Our study revealed strong negative correlations between serum NGAL and eGFR in both adult and children groups, indicating a significant association with renal function decline. No significant associations between urinary NGAL and eGFR were found in this study, and this finding does not agree with previous reports.

This finding underpins the value of NGAL as a biomarker of early renal damage in T1D, since NGAL had a positive correlation with the duration of T1D, mainly when eGFR was decreased, and this finding may reflect a progress of the early renal structural damage occurring during the disease, even if eGFR remains within the normal range. This finding is probably suggestive that NGAL is associated with the occurrence of ERFD. The number of the participants with T1D who presented microalbuminuria was much lower than the number of patients who presented a decreased eGFR. Moreover, the fact that a percentage of nonalbuminuric patients, who were found to have renal function decline, had higher NGAL levels, while some patients with microalbuminuria had normal NGAL values, may suggest that these two biomarkers, that is, microalbuminuria and NGAL, may reflect other sites of renal injury during the process of DN establishment. The link between the early tubular damage in nonalbuminuric people with T1D and increased NGAL is further supported by recently published studies [15, 17]. The mean value of NGAL was significantly higher in the adult patient group. Besides, regression analysis revealed a correlation between age and the duration of type 1 diabetes in both children and adult. Urinary NGAL was also analysed in the paediatric participants, but no significant correlation with either GFR or SAP was found, and this finding does not agree with previous reports [31].
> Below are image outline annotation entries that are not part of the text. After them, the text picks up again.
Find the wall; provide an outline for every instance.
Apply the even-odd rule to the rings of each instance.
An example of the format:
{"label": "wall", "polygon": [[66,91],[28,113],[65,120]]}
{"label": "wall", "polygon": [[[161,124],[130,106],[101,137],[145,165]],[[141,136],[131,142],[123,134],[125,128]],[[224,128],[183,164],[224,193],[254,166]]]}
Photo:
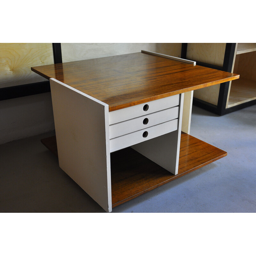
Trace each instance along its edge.
{"label": "wall", "polygon": [[[0,77],[4,80],[0,83],[2,87],[7,82],[8,86],[12,86],[24,84],[25,81],[28,83],[32,81],[31,78],[33,82],[42,81],[40,76],[31,73],[30,67],[53,63],[51,44],[0,44],[2,45],[0,46]],[[4,44],[8,45],[4,47]],[[61,44],[61,47],[65,62],[138,52],[141,50],[180,57],[181,44],[65,43]],[[50,93],[0,101],[0,144],[54,129]]]}

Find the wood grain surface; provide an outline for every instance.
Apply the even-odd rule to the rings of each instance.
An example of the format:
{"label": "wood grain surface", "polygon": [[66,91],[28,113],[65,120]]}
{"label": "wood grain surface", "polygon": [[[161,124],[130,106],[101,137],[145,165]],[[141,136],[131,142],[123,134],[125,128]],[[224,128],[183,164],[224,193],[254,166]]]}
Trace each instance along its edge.
{"label": "wood grain surface", "polygon": [[[58,155],[55,136],[43,139],[41,141],[55,155]],[[111,153],[112,207],[120,205],[227,155],[225,151],[182,132],[179,171],[176,175],[172,174],[130,148]]]}
{"label": "wood grain surface", "polygon": [[0,88],[46,81],[31,67],[53,63],[51,43],[1,43]]}
{"label": "wood grain surface", "polygon": [[239,75],[138,52],[31,68],[113,111],[237,79]]}

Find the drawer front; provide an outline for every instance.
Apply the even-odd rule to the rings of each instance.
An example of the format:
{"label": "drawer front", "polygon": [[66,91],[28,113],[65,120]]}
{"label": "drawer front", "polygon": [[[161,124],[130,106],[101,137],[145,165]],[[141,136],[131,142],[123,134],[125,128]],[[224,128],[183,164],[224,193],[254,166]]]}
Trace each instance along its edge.
{"label": "drawer front", "polygon": [[174,95],[142,104],[122,108],[109,112],[109,124],[148,115],[154,112],[177,106],[180,94]]}
{"label": "drawer front", "polygon": [[174,107],[109,126],[109,138],[121,136],[178,118],[179,107]]}
{"label": "drawer front", "polygon": [[174,119],[160,124],[111,139],[110,143],[110,152],[114,152],[173,132],[177,130],[178,125],[178,119]]}

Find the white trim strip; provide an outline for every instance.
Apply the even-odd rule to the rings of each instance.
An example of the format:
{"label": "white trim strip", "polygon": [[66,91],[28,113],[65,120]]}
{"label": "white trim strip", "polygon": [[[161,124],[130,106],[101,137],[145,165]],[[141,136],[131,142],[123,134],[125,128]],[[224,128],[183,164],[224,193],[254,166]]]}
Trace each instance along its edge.
{"label": "white trim strip", "polygon": [[170,59],[171,60],[178,60],[182,62],[185,62],[186,63],[188,63],[189,64],[193,64],[193,66],[195,66],[196,64],[196,61],[193,60],[185,60],[185,59],[181,59],[178,58],[178,57],[174,57],[173,56],[170,56],[169,55],[166,55],[165,54],[161,54],[161,53],[158,53],[157,52],[147,52],[146,51],[141,50],[141,52],[144,53],[148,53],[151,54],[152,55],[156,55],[156,56],[159,56],[160,57],[164,57],[167,59]]}

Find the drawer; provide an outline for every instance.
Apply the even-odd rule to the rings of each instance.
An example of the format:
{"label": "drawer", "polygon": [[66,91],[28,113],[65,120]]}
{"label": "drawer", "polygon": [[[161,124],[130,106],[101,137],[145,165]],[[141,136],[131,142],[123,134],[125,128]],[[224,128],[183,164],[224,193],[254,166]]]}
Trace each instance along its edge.
{"label": "drawer", "polygon": [[139,104],[109,112],[109,124],[123,122],[154,112],[177,106],[180,94]]}
{"label": "drawer", "polygon": [[121,136],[178,118],[179,107],[151,113],[109,125],[109,138]]}
{"label": "drawer", "polygon": [[170,132],[178,129],[178,119],[151,126],[145,129],[110,139],[110,153]]}

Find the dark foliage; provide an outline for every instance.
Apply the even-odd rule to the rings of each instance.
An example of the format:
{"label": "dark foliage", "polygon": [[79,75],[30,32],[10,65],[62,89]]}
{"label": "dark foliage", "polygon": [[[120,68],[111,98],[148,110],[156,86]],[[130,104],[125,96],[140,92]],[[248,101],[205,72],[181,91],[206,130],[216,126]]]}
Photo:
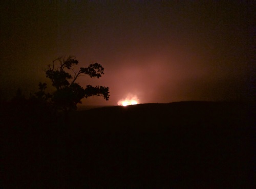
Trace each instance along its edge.
{"label": "dark foliage", "polygon": [[[58,62],[56,66],[56,62]],[[109,98],[109,88],[102,86],[93,87],[88,85],[83,89],[75,83],[77,77],[82,75],[88,75],[91,77],[99,78],[103,74],[104,68],[97,63],[90,64],[87,68],[80,68],[77,72],[72,68],[77,65],[78,61],[75,58],[70,57],[65,58],[58,58],[54,60],[52,64],[48,65],[46,70],[46,77],[51,79],[52,86],[56,90],[52,94],[46,94],[46,84],[40,83],[39,91],[35,93],[36,97],[51,102],[56,110],[63,111],[68,113],[77,109],[77,103],[81,103],[81,100],[92,96],[101,96],[106,100]],[[74,72],[72,76],[66,69],[72,69]]]}

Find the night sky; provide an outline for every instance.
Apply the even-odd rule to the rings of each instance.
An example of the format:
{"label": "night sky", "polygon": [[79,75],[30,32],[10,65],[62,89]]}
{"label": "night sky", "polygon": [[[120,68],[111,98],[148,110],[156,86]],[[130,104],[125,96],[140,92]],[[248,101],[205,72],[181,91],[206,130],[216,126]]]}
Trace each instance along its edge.
{"label": "night sky", "polygon": [[140,103],[250,97],[252,3],[27,2],[0,3],[2,98],[19,87],[28,95],[39,82],[50,86],[43,70],[69,55],[78,68],[97,62],[105,69],[100,78],[78,82],[109,87],[110,100],[84,105],[117,105],[127,95]]}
Systolic arterial pressure has been previously suggested as a predictor of DN [3]. In our study, since it was particularly focused on a young population, we estimated both SAP z-score and SAP for children and SAP for adults. We found that in two different age groups with T1D of various disease durations, NGAL correlated positively with increasing systolic arterial pressure, even if the latter remained within the prehypertensive or normal range. It has been previously reported that ambulatory blood pressure modestly rising in T1D patients is associated with the silent phase of DN up to 5 years before microalbuminuria appears [13]. Also, past studies had shown an association between reno-hypertensive diseases and NGAL [31]. Our findings may suggest that the association between NGAL and increasing SAP could reflect the early asymptomatic stages of DN progression in T1D and unravel possible underlying early renal injury. Since we found no similar significant associations in the control groups, our hypothesis is that the findings revealed from the two patient groups reflect the underlying microvascular pathogenesis in type 1 diabetes. Diabetic nephropathy has been linked with biomarker changes consistent with generalized endothelial dysfunction. Markers of endothelial dysfunction and arterial stiffness have also been correlated with MA in diabetic populations [16]. The association between NGAL and increasing SAP may suggest an indirect predictive role of NGAL as a cardiovascular morbidity marker. Undoubtedly, further studies investigating the endothelial dysfunction will further delineate the extent of microvascular damage in DN.

5. Conclusions

To our knowledge, this is the first study that aimed at assessing the predictive value of other early markers of renal injury, besides microalbuminuria, such as NGAL in two different age groups of patients with T1D and found similar results. Moreover, a predictive role of NGAL has been demonstrated, as an early marker of diabetes nephropathy and probably asymptomatic cardiovascular morbidity independent of microalbuminuria.

Defining new predictive markers as supplementary tests to urinary albumin excretion for the early diagnosis of microvascular complications in T1D would lead to effective management and treatment approaches in time, which are needed to minimize the rates of severe reno- and cardiovascular as well as all-cause-associated morbidity in young people with T1D. Therefore, these data need to be further confirmed by large-scale longitudinal studies before being integrated into the risk assessment of follow-up of people with T1D.